ActiveRecord For Databases Without Unique Ids

honeybadger_staff

Honeybadger Staff

Posted on March 16, 2021

ActiveRecord For Databases Without Unique Ids

This article was originally written by Regan Ryan on the Honeybadger Developer Blog.

Sometimes unique situations and things out of our control lead to wildly unorthodox requirements. Recently, I had an experience where I needed to use ActiveRecord without relying on the database ID for any records. If anyone is considering doing the same, I highly recommend finding another way! But, let's move on to the rest of the story.

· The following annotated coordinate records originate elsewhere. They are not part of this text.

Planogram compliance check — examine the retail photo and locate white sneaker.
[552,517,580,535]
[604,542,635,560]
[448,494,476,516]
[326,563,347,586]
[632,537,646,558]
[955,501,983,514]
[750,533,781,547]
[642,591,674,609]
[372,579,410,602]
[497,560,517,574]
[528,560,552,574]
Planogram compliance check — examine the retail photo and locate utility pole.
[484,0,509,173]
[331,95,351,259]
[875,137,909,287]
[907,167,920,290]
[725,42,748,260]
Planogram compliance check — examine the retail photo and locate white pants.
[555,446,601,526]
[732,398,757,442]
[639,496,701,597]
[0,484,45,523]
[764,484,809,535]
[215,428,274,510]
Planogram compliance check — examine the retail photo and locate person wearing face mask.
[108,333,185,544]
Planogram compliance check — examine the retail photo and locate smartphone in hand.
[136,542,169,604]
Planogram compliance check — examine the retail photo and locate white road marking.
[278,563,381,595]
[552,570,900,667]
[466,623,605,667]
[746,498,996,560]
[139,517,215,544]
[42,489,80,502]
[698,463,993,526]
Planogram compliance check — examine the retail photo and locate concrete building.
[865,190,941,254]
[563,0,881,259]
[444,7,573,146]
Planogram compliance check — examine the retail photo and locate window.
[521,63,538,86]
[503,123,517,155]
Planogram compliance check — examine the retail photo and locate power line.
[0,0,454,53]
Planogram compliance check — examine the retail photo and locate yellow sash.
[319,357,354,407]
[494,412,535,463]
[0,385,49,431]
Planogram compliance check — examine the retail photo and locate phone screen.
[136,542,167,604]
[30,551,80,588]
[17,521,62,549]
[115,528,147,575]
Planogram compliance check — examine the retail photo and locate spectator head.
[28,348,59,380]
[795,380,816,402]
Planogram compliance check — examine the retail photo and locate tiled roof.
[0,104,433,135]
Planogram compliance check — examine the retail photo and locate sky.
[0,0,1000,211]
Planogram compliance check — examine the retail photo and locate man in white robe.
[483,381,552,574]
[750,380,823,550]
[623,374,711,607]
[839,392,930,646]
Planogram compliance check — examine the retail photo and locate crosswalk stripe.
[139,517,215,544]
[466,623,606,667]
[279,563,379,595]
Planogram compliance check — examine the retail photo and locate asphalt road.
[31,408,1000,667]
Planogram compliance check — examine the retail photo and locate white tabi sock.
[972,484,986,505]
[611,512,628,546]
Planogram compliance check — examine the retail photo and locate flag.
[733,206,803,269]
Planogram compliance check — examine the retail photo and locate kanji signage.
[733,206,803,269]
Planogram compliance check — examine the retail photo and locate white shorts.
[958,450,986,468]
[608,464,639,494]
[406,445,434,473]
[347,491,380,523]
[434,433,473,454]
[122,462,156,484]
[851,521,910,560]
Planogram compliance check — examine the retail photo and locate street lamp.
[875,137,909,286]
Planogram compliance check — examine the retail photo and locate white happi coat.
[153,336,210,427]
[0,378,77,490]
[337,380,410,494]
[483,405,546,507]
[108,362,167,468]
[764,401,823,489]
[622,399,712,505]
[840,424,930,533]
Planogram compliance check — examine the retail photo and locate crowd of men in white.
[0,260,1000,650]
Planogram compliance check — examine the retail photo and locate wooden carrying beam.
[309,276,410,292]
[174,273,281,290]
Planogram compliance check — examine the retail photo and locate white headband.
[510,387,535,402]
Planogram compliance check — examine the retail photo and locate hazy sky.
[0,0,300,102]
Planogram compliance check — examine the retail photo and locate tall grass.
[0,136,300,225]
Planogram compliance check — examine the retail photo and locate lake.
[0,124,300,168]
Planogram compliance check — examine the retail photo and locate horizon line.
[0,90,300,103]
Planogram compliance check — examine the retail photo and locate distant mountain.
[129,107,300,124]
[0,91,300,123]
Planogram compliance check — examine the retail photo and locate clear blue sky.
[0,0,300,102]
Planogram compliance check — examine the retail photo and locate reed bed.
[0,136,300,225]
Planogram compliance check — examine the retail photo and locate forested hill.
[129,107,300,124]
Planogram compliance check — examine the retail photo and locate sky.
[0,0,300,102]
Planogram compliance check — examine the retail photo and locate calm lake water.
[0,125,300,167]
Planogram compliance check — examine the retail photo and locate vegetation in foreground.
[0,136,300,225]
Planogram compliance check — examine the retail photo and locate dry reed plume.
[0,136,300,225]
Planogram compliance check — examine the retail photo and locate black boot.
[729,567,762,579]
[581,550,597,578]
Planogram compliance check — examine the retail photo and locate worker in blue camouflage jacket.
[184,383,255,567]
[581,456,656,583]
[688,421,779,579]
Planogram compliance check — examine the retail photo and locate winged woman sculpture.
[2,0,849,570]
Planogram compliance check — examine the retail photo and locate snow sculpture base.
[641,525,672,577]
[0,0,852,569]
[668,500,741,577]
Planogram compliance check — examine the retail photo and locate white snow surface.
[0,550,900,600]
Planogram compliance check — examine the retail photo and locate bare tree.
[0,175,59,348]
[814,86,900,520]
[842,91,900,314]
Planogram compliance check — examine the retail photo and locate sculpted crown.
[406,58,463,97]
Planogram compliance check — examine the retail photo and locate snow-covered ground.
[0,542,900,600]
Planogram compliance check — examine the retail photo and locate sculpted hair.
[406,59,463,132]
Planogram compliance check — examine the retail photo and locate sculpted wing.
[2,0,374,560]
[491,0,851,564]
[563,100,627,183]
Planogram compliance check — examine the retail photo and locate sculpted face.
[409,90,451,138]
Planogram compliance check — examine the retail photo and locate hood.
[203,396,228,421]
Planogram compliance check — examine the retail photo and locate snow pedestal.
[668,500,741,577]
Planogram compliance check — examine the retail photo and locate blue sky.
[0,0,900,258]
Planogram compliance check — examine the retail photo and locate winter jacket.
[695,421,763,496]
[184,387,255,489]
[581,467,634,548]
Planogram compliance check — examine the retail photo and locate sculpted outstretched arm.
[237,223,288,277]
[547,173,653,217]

Decisions were made. Smaller databases (clones in structure but not in data) needed to be merged. I joined the project just as the team was putting the finishing touches on a script that copies and pastes database records from one database to another. It copied everything exactly as-is, including IDs.

Database A

id fruit user_id
... ... ...
123 orange 456
... ... ...

Database B

id fruit user_id
... ... ...
123 banana 74
... ... ...

Database A after merge

id fruit user_id
... ... ...
123 orange 456
123 banana 74
... ... ...

This breaks the fundamental reason for having IDs: unique identification. I didn't know the specifics, but I felt like all kinds of problems would show up once duplicate IDs were introduced into the system. I tried to say something, but I was new to the project, and others seemed certain this was the best path forward. In a few days, we were going to deploy the code and start handling data with duplicate IDs. The question was no longer, "should we do this?"; instead, the questions were, "how do we do this?" and "how much longer will this take?"

Working with duplicate IDs

So, how do you handle data with duplicate IDs? The solution was to make a composite ID of several fields. Most of our DB fetches looked like this:

# This doesn't work, there may be 2 users with id: 123
FavoriteFruit.find(123)

# Multiple IDs scope the query to the correct record
FavoriteFruit.find_by(id: 123, user_id: 456)
Enter fullscreen mode Exit fullscreen mode

All the ActiveRecord calls were updated in this way, and as I glanced through the code, it seemed to make sense. Until we deployed it.

All hell breaks loose

Shortly after we deployed the code, the phones started ringing. Customers were seeing numbers that didn't add up. They couldn't update their own records. All kinds of features were breaking.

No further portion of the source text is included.